Stovepiping The Legal Findings
by digby
This review of John Yoo’s book in the New York Review of Books illuminated something that I hadn’t fully understood before:
Few lawyers have had more influence on President Bush’s legal policies in the “war on terror” than John Yoo. This is a remarkable feat, because Yoo was not a cabinet official, not a White House lawyer, and not even a senior officer within the Justice Department. He was merely a mid-level attorney in the Justice Department’s Office of Legal Counsel with little supervisory authority and no power to enforce laws. Yet by all accounts, Yoo had a hand in virtually every major legal decision involving the US response to the attacks of September 11, and at every point, so far as we know, his advice was virtually always the same— the president can do whatever the president wants.

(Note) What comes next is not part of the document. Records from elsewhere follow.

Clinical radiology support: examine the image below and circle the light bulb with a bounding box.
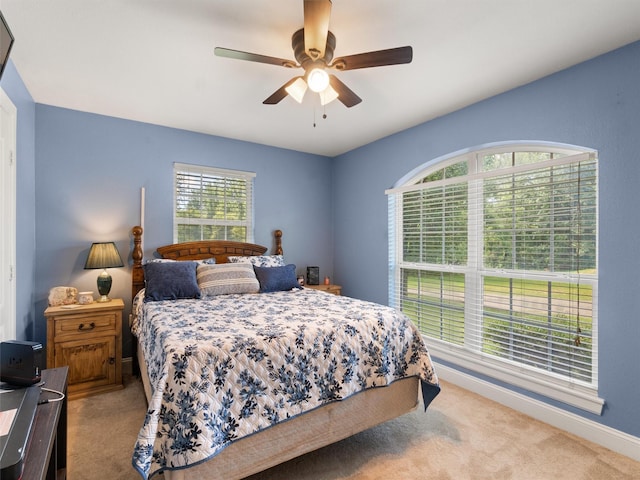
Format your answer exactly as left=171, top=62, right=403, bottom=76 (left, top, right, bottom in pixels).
left=307, top=68, right=329, bottom=93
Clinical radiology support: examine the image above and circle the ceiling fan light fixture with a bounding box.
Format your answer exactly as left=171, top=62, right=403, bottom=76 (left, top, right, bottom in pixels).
left=285, top=77, right=308, bottom=103
left=307, top=68, right=329, bottom=93
left=216, top=0, right=414, bottom=109
left=319, top=84, right=339, bottom=106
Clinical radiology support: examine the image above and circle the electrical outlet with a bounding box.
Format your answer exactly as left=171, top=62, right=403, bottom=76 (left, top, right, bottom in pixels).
left=8, top=356, right=23, bottom=366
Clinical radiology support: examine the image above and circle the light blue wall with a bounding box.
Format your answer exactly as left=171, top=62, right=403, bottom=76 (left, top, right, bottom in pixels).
left=32, top=106, right=332, bottom=356
left=333, top=41, right=640, bottom=437
left=1, top=61, right=37, bottom=340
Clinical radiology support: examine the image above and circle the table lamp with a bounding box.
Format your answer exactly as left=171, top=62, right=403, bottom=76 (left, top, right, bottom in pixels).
left=84, top=242, right=124, bottom=302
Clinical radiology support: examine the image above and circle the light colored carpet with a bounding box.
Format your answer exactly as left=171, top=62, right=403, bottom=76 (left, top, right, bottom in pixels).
left=67, top=374, right=640, bottom=479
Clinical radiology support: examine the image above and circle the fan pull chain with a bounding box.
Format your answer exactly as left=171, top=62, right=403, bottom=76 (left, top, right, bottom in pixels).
left=313, top=104, right=328, bottom=128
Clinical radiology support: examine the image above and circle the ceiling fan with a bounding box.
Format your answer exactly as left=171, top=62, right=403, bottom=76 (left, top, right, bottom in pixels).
left=214, top=0, right=413, bottom=108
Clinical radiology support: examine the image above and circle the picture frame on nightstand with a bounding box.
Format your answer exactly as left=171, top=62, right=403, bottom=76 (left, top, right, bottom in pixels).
left=306, top=266, right=319, bottom=285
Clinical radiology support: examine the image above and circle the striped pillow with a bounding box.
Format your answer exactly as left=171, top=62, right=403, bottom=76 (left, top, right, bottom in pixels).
left=196, top=263, right=260, bottom=296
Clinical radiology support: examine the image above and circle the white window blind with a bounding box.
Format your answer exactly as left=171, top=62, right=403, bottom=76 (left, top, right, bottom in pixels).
left=174, top=163, right=255, bottom=243
left=388, top=146, right=601, bottom=413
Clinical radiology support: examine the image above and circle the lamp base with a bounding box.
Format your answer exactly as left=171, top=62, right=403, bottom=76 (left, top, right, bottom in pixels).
left=96, top=270, right=113, bottom=303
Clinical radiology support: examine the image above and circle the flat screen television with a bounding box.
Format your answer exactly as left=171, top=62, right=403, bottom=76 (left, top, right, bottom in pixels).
left=0, top=10, right=15, bottom=81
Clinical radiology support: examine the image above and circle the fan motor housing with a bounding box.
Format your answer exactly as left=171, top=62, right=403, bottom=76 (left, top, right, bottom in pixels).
left=292, top=28, right=336, bottom=69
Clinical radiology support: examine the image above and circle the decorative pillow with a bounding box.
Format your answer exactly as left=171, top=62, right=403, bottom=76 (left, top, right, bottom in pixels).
left=144, top=258, right=176, bottom=264
left=197, top=263, right=260, bottom=296
left=143, top=261, right=200, bottom=301
left=195, top=258, right=216, bottom=265
left=253, top=264, right=302, bottom=293
left=228, top=254, right=285, bottom=268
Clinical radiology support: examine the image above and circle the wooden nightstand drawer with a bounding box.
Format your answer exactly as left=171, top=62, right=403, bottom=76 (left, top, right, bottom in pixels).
left=54, top=312, right=117, bottom=338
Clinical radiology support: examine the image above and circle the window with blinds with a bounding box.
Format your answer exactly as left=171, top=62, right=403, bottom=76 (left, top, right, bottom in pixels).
left=387, top=145, right=601, bottom=413
left=174, top=163, right=255, bottom=243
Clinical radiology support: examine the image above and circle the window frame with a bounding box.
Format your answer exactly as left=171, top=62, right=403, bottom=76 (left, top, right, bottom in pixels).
left=387, top=142, right=603, bottom=414
left=173, top=163, right=255, bottom=244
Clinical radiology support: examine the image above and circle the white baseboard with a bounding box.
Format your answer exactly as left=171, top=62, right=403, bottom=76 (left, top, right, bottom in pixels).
left=435, top=362, right=640, bottom=462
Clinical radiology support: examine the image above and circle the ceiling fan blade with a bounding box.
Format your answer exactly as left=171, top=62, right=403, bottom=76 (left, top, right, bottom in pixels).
left=263, top=77, right=303, bottom=105
left=304, top=0, right=332, bottom=60
left=330, top=46, right=413, bottom=71
left=215, top=47, right=297, bottom=68
left=329, top=75, right=362, bottom=108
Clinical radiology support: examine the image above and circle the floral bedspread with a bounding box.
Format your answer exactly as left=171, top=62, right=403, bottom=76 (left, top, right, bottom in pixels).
left=131, top=288, right=439, bottom=479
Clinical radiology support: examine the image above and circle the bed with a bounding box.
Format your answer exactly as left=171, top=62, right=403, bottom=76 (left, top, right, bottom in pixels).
left=129, top=226, right=440, bottom=480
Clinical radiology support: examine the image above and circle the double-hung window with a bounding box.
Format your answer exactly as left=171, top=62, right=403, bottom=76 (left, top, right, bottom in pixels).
left=387, top=143, right=601, bottom=413
left=174, top=163, right=255, bottom=243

I hadn’t realized that Yoo was not a senior officer in the justice department. I guess I just assumed that he was quite high level. This makes me wonder if we are looking at another case of stovepiping and cherry-picking.
We know now that the pre-war WMD findings were subject to extreme pressure to conform to the administration’s desire to substantiate their claims of an Iraqi threat. It looks like they may have done something similar with the legal findings supporting the president’s desire to seize unprecedented power. They relied exclusively on the one guy who could be counted on to tell the president he could do anything he wanted.
The internal battles between and within the CIA, pentagon, state department and the white house have come to light because of the glaring reality that there were no WMD found. A mistake like that forces information out into the public domain as people step up to defend themselves. Up to now, despite a lot of controversy, that has not happened with the Justice Department. Perhaps it never will. It’s always possible that the administration never asked anyone but John Yoo and Alberto Gonzales for advice, both of whom they knew would radically expand presidential power. But if there was any dissension within the Justice Department, it may be time for certain fed-up lawyers to step up and set the record straight if they value their reputations.
This NSA spying scandal is the tipping point, in my opinion. It’s not the worst of the legal atrocities (I would argue that the sickening finding on torture remains the gold standard) but the culmination of all these revelations show that this president understood 9/11 to be a threat so dire that his vow to preserve and protect the constitution had been superceded by a new vow to protect the American people by any means necessary.
I know that the fevered warbloggers agree that the 9/11 attacks were the opening salvo in a war in which civilization itself is under attack by an unimaginable, all powerful evil. Others, not so much. To many of us who spent our childhoods diving under our desks in nuclear drills, the idea that the oceans had always protected us and this was the most frightening threat the world has ever known is ridiculous.
Frightened people overreacted to 9/11 and sought out people who would justify their actions. (All you have to do is look at the My Pet Goat footage of a paralyzed leader in a time of crisis to know it’s true.) John Yoo, with his radical, untested theories was there to provide them. The question now is whether there are any lawyers in the Justice department at the time who presented opposing views. If there were, perhaps these hearings won’t be the bust we are all expecting them to be.